OBJECTIVE: Screening psoriasis patients for psoriatic arthritis (PsA) is intended to identify patients at earlier stages of the disease. Early treatment is expected to slow disease progression and delay the need for biologic therapy. This paper determines the cost-effectiveness of screening for PsA in patients with psoriasis in Canada.

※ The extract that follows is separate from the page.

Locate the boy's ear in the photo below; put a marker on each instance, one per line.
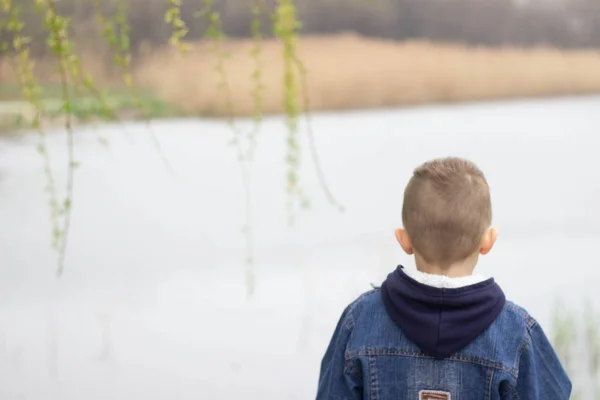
(404, 241)
(489, 238)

METHODS: A Markov model was built to estimate the costs and quality-adjusted life-years (QALYs) of screening tools for PsA in psoriasis patients. The screening tools included the ToPAS, PEST, PASE; and EARP questionnaires. Health states were defined by disability levels as measured by the Health Assessment Questionnaire (HAQ). State transitions were modelled based on annual disease progression. Incremental cost-effectiveness ratios (ICERs) and Incremental net monetary benefits (INMBs) were estimated. Sensitivity analyses were undertaken to account for parameter uncertainty and test model assumptions.
RESULTS: Screening was cost-effective compared to 'no screening'. The EARP had the lowest total cost ($2,000 per patient per year saved compared to No Screening) and highest total QALYs (additional 0.18 per patient compared to No Screening). The results were most sensitive to test accuracy and DMARD efficacy. 'No Screening' was cost-effective (at $50,000 per QALY) relative to screening when DMARDs failed to slow disease progression.
CONCLUSIONS: If early therapy with DMARDs delays biologic treatment, implementing screening in patients with psoriasis in Canada is expected to represent cost-savings of $220 million per year and improve quality of life.